Between Mystery and Stereotypes: Sweden in Italian Films of the 1960s
Davide Agostino Finco  1@  
1 : Università degli Studi di Genova

In 1960s, Sweden (often standing for the whole Scandinavia) was still an exotic area for Italian public, included most intellectuals. The perception of an essentially different country led to several stereotypes, from the idea of a perfectly organized society to the image of a place where human relations were free from the compromises and the hypocrisy ruling in Southern Europe; this last trait was occasionally connected with a more profound experience of nature.

Italian cinema explored in the Sixties all these and other features, from the comedy Le svedesi (1960, Swedish Girls) to the arguable and much discussed docu-film Svezia Inferno e Paradiso (1968, Sweden Heaven and Hell). In this context, a peculiar position is taken by the internationally awarded Il diavolo (1963, The devil), whose screenwriter, Rodolfo Sonego, planned to represent Sweden as a sort of land of the future, certainly marked by a high degree of emancipation, but also – and likely above all – by an enigmatic sense of life, which was expressed by silence even more than by provocative conversations. The male protagonist, Alberto Sordi, already a star in Italy, acts as usual as the Italian macho in search of love affairs, but is humiliated during the whole film, while meeting with an irreducible otherness that leads to an almost unique case in his long career, so that this film might be even looked at as a parody of the Italian comedy itself.

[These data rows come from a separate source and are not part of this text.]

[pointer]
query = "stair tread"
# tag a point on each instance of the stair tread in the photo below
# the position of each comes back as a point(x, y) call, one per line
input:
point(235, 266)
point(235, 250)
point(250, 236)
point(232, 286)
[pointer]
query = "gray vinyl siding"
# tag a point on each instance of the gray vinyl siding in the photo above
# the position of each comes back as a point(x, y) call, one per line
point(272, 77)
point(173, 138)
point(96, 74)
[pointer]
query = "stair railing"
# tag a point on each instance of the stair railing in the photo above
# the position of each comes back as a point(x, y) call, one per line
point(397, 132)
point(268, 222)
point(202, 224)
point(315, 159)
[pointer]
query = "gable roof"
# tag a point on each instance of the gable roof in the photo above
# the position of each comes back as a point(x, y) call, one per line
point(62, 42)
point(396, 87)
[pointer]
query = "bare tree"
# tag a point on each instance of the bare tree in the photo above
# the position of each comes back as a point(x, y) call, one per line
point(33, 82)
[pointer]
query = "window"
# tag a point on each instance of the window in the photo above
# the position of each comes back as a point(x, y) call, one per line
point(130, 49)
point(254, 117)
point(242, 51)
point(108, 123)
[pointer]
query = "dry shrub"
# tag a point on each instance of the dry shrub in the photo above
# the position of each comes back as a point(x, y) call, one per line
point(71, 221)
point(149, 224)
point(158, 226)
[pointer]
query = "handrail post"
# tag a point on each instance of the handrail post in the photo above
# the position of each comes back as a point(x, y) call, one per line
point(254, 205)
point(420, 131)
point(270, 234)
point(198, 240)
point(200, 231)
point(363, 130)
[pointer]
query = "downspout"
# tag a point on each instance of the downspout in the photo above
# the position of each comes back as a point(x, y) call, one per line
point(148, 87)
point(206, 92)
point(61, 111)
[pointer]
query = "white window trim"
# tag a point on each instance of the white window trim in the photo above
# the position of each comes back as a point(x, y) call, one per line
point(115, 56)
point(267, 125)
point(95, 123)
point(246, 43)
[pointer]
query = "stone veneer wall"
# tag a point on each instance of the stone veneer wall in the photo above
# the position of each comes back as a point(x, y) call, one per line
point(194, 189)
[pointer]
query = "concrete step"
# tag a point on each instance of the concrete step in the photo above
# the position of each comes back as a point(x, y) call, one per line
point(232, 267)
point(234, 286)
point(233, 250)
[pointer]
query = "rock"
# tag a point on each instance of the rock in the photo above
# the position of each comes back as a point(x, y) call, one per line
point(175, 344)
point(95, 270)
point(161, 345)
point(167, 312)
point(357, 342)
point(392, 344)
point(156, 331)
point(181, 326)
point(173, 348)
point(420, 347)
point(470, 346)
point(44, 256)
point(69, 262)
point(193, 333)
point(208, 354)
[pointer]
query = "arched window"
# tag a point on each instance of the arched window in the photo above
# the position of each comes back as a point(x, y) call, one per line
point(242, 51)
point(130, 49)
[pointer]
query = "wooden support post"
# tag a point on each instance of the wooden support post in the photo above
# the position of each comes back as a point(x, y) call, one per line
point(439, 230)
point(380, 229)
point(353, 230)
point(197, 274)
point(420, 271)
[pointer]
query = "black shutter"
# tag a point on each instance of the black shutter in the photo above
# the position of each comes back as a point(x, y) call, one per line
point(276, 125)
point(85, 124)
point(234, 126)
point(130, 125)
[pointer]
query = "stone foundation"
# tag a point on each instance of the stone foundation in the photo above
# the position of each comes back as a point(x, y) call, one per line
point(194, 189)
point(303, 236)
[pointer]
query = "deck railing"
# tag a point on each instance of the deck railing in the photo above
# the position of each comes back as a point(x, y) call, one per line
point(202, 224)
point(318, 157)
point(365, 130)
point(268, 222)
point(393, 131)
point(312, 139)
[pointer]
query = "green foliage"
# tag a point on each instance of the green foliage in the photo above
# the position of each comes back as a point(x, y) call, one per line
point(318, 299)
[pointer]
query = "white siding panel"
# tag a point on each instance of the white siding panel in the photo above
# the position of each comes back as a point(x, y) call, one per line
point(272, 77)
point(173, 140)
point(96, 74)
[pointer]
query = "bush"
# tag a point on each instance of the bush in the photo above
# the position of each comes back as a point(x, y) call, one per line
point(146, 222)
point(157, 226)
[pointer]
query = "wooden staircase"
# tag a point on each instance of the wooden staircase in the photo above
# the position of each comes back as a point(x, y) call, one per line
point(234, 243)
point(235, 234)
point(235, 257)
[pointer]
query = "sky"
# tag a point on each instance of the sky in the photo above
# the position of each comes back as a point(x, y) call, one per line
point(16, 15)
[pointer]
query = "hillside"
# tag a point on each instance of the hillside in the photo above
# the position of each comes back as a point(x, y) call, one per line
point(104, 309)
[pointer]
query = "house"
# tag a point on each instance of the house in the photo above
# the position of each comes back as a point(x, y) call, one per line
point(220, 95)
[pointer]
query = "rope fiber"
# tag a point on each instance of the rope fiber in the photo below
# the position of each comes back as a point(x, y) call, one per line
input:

Another striking example of the image of Sweden at that time is represented by the docu-film Nude, calde e pure (1965, Naked, hot and pure), a French-Italian production that sets Swedish society in parallel with Polinesian one, while highlighting both similarities and differences between a very modern world (already in the future!) that is somehow looking back to primitive values and freedom and an ancient and nearly untouched world that is rapidly experiencing modernity, respectively; however naïve, controversial and tendentious, this film remarks – or even builds up – the exoticism of Sweden for Southern Europeans.